Since the 2023-24 state budget includes a third full payment to the pension system, many people are wondering if the COLA reinstatement will soon follow. Considering the high inflation, we are experiencing, retirees are concerned about the diminishing buying power of their pension.

While the Murphy Administration has kept its promises to fully-fund the pension, neither the Public Employees’ Retirement System (PERS) nor the Teachers’ Pension and Annuity Fund (TPAF) are projected to get to the target ratio necessary to reinstate the COLA soon. Chapter 78 states that the COLA for each of the state pension systems will be suspended until the funds reach a “targeted funded ratio” with regards to the plan’s funded status. A pension fund’s funded status refers to the ratio of assets to liabilities. The funded status of each pension fund is calculated separately and is reported in the fund’s actuarial report. For the COLA to potentially be reinstated in a pension fund, the funded status must reach 80%.
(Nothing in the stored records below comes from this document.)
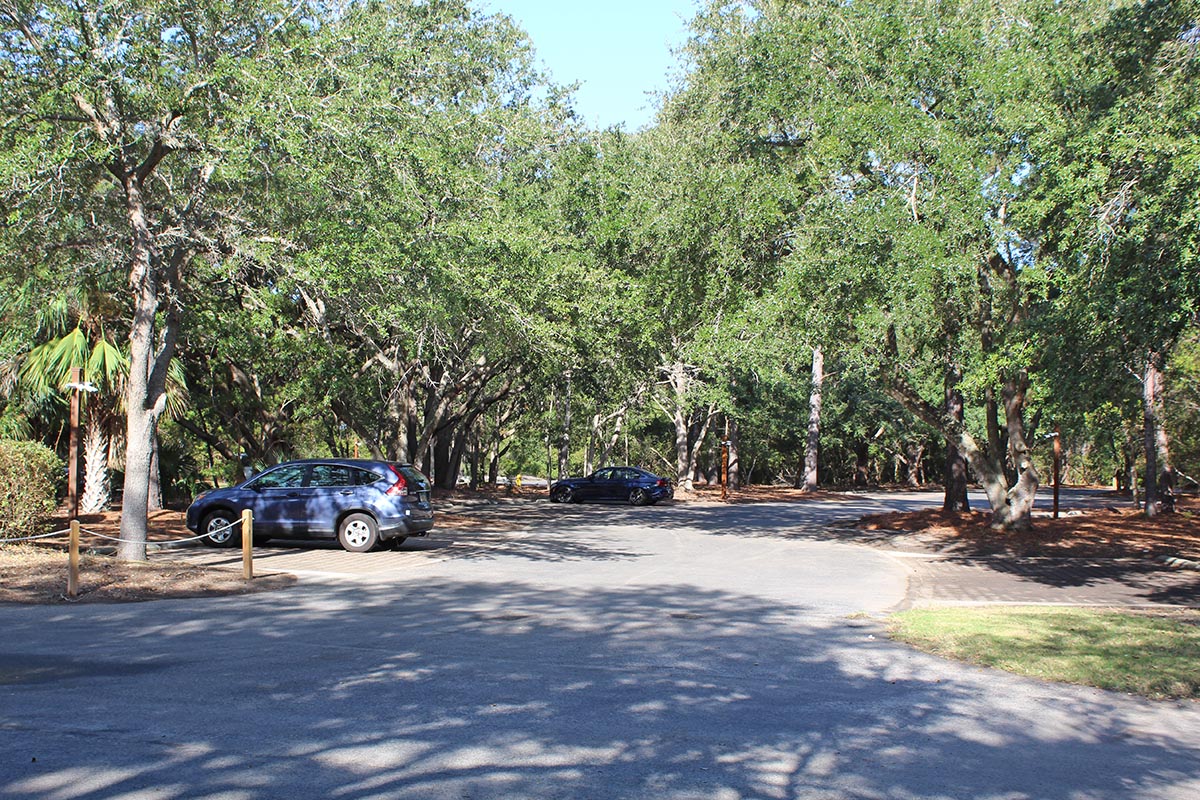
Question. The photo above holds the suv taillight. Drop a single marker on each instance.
(400, 487)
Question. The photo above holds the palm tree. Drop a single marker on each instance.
(79, 338)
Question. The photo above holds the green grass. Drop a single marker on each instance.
(1156, 655)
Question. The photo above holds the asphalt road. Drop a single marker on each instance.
(588, 653)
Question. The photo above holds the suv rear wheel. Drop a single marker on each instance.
(359, 533)
(222, 528)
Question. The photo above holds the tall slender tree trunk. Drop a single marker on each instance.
(811, 450)
(145, 396)
(564, 432)
(955, 477)
(154, 491)
(1151, 402)
(732, 434)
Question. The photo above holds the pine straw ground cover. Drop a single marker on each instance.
(1105, 533)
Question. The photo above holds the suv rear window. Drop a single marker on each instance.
(417, 481)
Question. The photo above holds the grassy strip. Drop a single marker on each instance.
(1156, 655)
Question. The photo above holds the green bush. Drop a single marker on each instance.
(29, 473)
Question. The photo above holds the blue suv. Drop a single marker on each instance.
(360, 503)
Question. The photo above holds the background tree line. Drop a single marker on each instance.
(891, 240)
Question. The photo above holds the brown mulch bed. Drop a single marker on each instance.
(1108, 533)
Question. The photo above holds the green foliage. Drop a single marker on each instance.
(1144, 654)
(30, 475)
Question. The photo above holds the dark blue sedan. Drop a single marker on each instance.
(624, 483)
(360, 503)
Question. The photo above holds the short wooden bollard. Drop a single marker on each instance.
(247, 543)
(73, 560)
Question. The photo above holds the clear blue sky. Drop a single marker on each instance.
(617, 49)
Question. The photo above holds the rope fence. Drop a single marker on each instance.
(75, 530)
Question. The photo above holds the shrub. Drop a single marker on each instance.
(29, 473)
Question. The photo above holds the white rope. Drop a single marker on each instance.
(118, 539)
(29, 539)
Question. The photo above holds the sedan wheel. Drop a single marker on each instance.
(358, 533)
(222, 529)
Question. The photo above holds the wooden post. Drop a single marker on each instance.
(73, 447)
(725, 469)
(73, 560)
(247, 543)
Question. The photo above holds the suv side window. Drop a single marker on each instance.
(329, 475)
(285, 477)
(363, 476)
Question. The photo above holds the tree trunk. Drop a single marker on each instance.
(154, 492)
(735, 469)
(913, 456)
(862, 463)
(814, 439)
(955, 464)
(145, 395)
(1151, 401)
(1012, 503)
(697, 433)
(564, 433)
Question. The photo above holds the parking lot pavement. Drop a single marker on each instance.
(533, 530)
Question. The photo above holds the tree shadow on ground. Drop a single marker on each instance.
(509, 690)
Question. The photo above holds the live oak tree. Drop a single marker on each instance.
(117, 120)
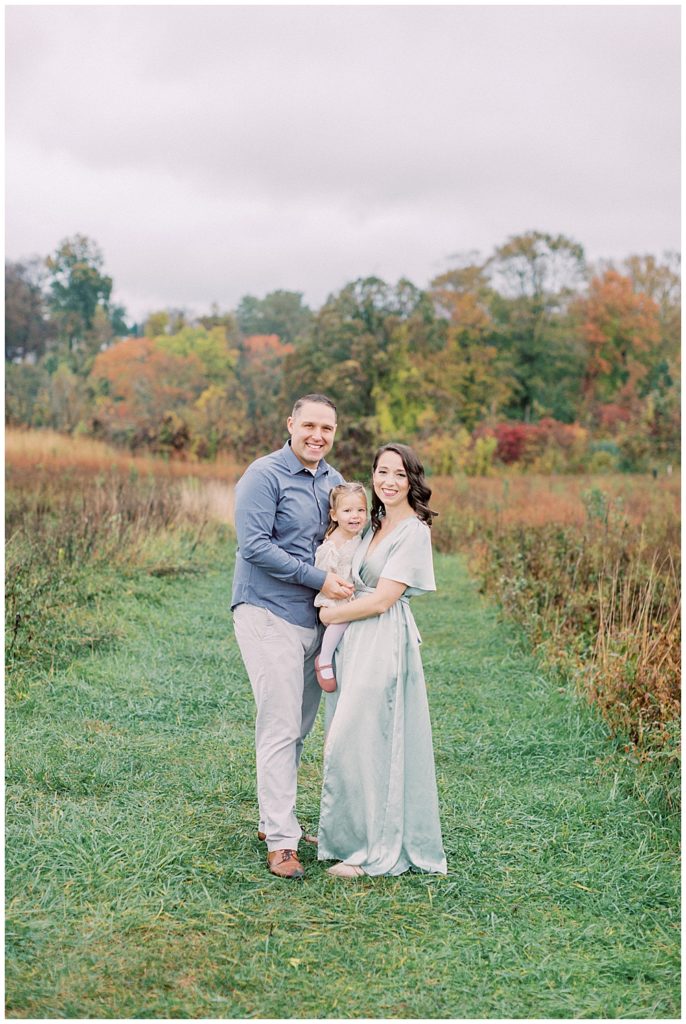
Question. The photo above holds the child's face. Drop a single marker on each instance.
(350, 514)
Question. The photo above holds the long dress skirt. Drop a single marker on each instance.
(379, 800)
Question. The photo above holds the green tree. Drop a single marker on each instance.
(27, 329)
(77, 288)
(536, 279)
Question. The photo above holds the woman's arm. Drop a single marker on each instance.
(387, 592)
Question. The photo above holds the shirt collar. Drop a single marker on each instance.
(295, 466)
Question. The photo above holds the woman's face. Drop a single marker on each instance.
(390, 480)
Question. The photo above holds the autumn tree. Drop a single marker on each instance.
(363, 349)
(143, 392)
(622, 331)
(536, 278)
(468, 379)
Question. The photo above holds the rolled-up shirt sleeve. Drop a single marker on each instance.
(255, 514)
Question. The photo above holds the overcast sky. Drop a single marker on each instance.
(217, 151)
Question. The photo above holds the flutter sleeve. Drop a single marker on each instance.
(410, 560)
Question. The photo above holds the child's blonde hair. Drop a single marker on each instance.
(335, 494)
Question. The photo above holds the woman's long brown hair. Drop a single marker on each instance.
(419, 493)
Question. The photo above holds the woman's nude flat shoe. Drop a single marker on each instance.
(327, 684)
(343, 870)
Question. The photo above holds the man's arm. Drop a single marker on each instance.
(255, 512)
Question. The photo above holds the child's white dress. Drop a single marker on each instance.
(333, 559)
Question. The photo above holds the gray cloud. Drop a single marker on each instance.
(215, 151)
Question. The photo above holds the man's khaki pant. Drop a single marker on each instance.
(280, 662)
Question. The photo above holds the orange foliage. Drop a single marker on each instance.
(142, 382)
(622, 330)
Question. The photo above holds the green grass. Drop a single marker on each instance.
(136, 886)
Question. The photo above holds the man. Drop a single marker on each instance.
(282, 510)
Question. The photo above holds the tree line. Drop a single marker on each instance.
(526, 356)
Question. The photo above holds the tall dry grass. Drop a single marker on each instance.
(81, 518)
(29, 452)
(590, 566)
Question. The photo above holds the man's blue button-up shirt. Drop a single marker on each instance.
(281, 511)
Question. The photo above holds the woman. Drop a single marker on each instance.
(379, 803)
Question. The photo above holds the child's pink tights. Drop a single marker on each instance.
(331, 640)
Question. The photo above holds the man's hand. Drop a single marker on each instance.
(336, 588)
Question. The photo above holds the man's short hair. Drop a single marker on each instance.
(320, 398)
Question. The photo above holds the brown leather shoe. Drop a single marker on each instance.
(285, 863)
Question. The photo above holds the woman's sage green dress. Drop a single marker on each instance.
(379, 800)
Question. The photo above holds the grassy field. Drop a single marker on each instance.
(136, 886)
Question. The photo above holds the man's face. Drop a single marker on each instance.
(312, 430)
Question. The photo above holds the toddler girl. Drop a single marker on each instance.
(347, 515)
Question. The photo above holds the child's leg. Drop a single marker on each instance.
(332, 638)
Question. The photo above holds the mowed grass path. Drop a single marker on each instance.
(136, 886)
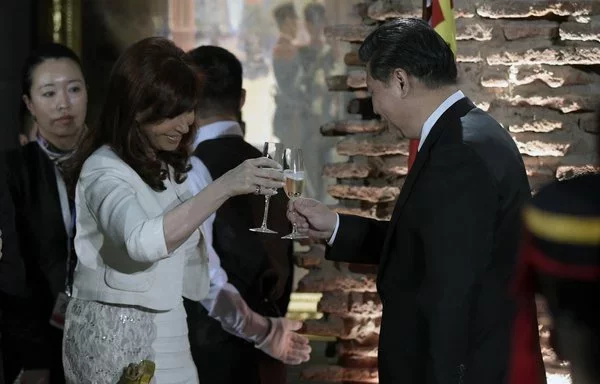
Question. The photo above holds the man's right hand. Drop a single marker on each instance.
(312, 217)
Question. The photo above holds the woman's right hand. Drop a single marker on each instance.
(260, 176)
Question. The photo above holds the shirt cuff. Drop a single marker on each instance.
(337, 226)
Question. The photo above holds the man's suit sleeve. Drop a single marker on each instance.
(458, 236)
(358, 240)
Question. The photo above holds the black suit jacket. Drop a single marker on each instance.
(43, 244)
(12, 270)
(447, 256)
(258, 265)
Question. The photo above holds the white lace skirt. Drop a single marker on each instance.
(101, 339)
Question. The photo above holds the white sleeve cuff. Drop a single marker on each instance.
(337, 226)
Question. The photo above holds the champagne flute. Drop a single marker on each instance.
(273, 151)
(293, 174)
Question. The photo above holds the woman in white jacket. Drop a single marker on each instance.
(137, 238)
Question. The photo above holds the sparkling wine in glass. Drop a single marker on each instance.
(293, 174)
(273, 151)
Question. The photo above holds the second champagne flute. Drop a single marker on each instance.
(273, 151)
(294, 182)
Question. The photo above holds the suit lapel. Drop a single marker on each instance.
(456, 111)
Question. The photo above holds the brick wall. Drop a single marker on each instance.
(533, 64)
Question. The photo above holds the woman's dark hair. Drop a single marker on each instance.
(41, 54)
(152, 80)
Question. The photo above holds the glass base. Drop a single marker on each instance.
(263, 230)
(295, 236)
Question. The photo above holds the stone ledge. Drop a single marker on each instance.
(346, 170)
(499, 9)
(386, 144)
(581, 32)
(323, 280)
(539, 148)
(516, 30)
(358, 303)
(346, 328)
(370, 194)
(566, 172)
(337, 374)
(539, 52)
(344, 127)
When the state made the first full payment to the pension system, Local PERS was funded at 67.6% and TPAF was funded at 41.3%. As of the most recent pension valuations for the 2022 fiscal year, Local PERS was funded at 67.9% and TPAF was funded at 42.1%. Neither fund was much closer to the 80% target. Part of this is because the financial markets had a bad year in FY 2022. But the bigger contributing factor is that the state dug a huge hole by not paying into the pension for two decades and then only partly funding it for some time after that. It will likely take decades of fully funding the pension to get the funded status to 80%.

Due to all the damage caused by prior underfunding, state pension contributions need to remain at or near the current level (100% under Gov. Murphy) through the 2040s, according to the latest long-range projections. Until and unless that funding occurs, we retirees should not expect to see a COLA increase in our pension checks.